To maintain the element of surprise, the module advises dungeon masters (DMs) to keep the players in the dark about what is happening as long as possible, although well-read players will eventually recognize the literary source of the encounters.

In keeping with its sense of oddity and surprise, the cover of this module depicts a scene from its companion adventure EX1 Dungeonland (a battle with a hangman tree). Similarly, the cover image of EX1 Dungeonland shows an encounter from this module (the attack of the roc raven).

Dungeonland and The Land Beyond the Magic Mirror were designed to allow the DM to place them as an extension of any existing dungeon intended for 9th-12th level characters.

==Reception==
Jim Bambra of White Dwarf magazine positively reviewed the module in issue 48, rating it 9 out of 10. He enjoyed the "rich vein of humour" that runs through both this module and Dungeonland. He felt that, while the modules could be played individually, they work best when played together as they frequently interconnect, and player characters adventuring in one module could suddenly find themselves in the other. Bambra felt that, since the modules were designed for higher-level characters, some of the encounters were inaccessible for lower-level characters. Despite this, he concluded that if players had high-level characters available, they should "by all means play them, you won't regret it."

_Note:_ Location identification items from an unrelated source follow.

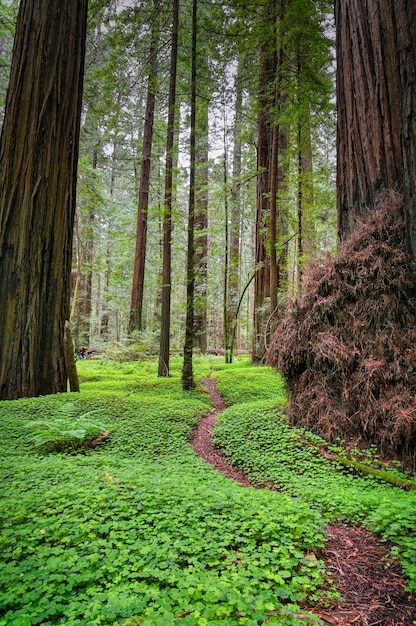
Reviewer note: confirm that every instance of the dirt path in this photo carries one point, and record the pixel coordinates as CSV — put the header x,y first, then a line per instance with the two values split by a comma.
x,y
374,594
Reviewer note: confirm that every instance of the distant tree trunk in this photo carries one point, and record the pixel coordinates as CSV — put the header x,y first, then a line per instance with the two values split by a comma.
x,y
368,84
38,168
136,305
225,303
262,257
201,225
235,219
163,367
187,371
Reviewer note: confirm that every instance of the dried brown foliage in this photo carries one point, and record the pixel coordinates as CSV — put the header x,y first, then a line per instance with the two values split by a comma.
x,y
348,347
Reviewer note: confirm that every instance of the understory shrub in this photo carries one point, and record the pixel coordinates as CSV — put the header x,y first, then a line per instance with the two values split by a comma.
x,y
348,347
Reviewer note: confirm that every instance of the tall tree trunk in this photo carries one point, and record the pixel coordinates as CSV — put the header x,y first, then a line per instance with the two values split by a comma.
x,y
266,152
201,224
187,371
368,133
405,14
225,304
136,304
163,367
38,168
235,219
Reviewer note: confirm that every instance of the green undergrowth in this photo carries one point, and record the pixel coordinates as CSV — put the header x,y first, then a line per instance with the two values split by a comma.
x,y
138,527
138,530
257,439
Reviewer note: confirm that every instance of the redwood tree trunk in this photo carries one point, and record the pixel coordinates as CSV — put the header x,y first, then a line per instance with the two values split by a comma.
x,y
368,133
188,382
201,223
405,14
137,292
163,367
38,166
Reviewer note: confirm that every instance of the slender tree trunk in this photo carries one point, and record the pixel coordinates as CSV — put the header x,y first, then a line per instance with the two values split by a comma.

Russell Grant Collins reviewed The Land Beyond the Magic Mirror for Fantasy Gamer magazine and stated that, "In conclusion, I find it hard to recommend this module except to people who simply adore [Lewis Carroll] and would like to see an adventure based on his works. I personally think that a good change-of-pace adventure could be created using the [Alice in Wonderland] books as a source, but I'd be inclined to make it of a lower level."

Anders Swenson reviewed both Dungeonland and The Land Beyond the Magic Mirror for Different Worlds magazine and stated that "Given the limits of AD&D, this is not a bad job. The idea, of course, is not to rewrite Alice but to construct a fantasy role-playing game with encounters similar to those found in the two sourcebooks. And, with this perspective in mind, the two adventures succeed nicely. I would rate these two modules as excellent, certainly among the most imaginative adventures published in our hobby."